I am taking classes too. My bees are on order and I am ordering hives next week. I never heard of using copper. All of the bee keepers here leave the wood bare inside and just paint the outside. The bees will coat the inside with propolis soon enough. What was the purpose of the copper?


----------



## Cheryl aka JM (Aug 7, 2007)

keep the wood from rotting as fast in the corners where the wood grain is exposed


----------



## pheasantplucker (Feb 20, 2007)

Welcome to beekeeping...I've always just painted the exterior of my hives with light coloured exterior paint...they hold up just fine.


----------



## Michael W. Smith (Jun 2, 2002)

Yes, only paint the EXTERIOR of the hive, not on the inside where the bees will be!

The only thing I can think of with "copper" is something to prevent mold/mildew/rot. When I painted my hives, I bought a mildew resistant primer, put a coat of it on, and then once it was dried, I put on the exterior paint.

I had bought my hive bodies from Mann Lake, and they have mildew resistant primer and then paint (it's expensive), so I went to my local hardware store and got a mildew resistant primer and exterior paint.

So far, my hives are holding up, although they were just put together and painted last Spring so have only seen one season out in the weather.


----------



## johng (Feb 14, 2009)

It was copper naptante (sp) its a wood preserver.

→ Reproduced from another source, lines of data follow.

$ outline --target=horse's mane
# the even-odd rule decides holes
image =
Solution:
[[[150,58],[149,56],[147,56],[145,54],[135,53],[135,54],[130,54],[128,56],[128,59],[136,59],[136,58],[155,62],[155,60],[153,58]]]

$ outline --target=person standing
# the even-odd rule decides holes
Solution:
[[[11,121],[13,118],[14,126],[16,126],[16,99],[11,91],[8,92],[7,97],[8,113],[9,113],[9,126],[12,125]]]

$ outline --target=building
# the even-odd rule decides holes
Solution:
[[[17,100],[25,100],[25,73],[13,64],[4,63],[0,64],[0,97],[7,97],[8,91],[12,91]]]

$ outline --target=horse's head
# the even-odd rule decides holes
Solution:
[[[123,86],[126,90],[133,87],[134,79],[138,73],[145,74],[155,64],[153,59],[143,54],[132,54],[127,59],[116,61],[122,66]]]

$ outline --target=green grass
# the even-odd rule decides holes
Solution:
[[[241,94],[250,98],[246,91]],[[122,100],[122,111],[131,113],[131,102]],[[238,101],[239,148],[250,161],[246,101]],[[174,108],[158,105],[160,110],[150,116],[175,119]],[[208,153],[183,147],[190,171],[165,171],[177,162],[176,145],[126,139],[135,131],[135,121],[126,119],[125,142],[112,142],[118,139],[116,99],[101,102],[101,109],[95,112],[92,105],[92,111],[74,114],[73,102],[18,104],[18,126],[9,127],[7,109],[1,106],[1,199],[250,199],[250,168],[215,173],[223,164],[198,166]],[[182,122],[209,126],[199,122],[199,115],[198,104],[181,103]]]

Most people don't use it any more.


----------



## indypartridge (Oct 26, 2004)

> movie at the class the man was painting the bare wood of the hive bodies with copper something before he painted the outside with latex.


By any chance was the movie "A Year in the Life of an Apiary" with Dr. Keith Delaplane of Univ. Georgia? He made it around 1993 and at the time, (as Johng notes) many people were treating beehives with copper naphthenate as a wood preservative.

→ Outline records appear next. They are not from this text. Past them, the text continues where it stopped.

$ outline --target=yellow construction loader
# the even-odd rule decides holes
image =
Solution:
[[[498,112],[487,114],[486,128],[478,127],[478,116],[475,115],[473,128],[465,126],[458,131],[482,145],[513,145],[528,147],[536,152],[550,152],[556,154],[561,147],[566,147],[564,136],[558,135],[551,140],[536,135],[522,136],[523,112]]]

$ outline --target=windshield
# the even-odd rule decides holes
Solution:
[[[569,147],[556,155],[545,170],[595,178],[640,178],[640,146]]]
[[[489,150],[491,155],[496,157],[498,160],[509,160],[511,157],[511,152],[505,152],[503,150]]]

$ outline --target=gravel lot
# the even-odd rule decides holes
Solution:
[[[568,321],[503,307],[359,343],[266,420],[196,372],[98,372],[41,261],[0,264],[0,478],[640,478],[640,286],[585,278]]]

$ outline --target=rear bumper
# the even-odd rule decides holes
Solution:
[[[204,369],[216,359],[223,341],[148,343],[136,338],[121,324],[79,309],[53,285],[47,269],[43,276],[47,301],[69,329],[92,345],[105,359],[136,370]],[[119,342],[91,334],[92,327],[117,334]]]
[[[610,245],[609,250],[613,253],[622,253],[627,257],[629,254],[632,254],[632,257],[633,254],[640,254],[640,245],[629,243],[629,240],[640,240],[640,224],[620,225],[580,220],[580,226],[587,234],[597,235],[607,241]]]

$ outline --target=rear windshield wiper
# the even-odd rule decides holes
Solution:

I had the chance to hear Dr. Delaplane speak awhile back and he noted that of all the outdated material on the video, the ONE thing he really wishes he could delete is the recommendation for using copper napthenate. Studies have shown that it's bad for bees - messes with their brains and inhibits learning.


----------



## alleyyooper (Apr 22, 2005)

Just go to the paint store and buy what ever OOP'S exterior paint they have on hand.
We only use fence and deck stain. Normally 20 to 25 dollars a gallon near 100.00 a gallon in 5 gallons pails.
We pay $5.00 per gallon and $15.00 Per 5 gallons. You will be suprized how much they have on hand. Only time it is in short supply is when they do the paint the city campain is going on. Paint the end grains real well allow to dry and paint them again. Several coats will protect the end grain just fine.

I have also many hive bodies painted on the inside. The bees don't seem to mind at all. I also think it helps to keep the amount of burr comb and proplis down.
We painted the interior because the the hives were used and I had scorched them. sanding didn't remove every speck of char and the girls were getting it in the drawn comb.

We also will rotate hive bodys out about every 10 years and restain them.

 Al


----------



## Cheryl aka JM (Aug 7, 2007)

I really appreciate all the help in this forum, thanks so much!


----------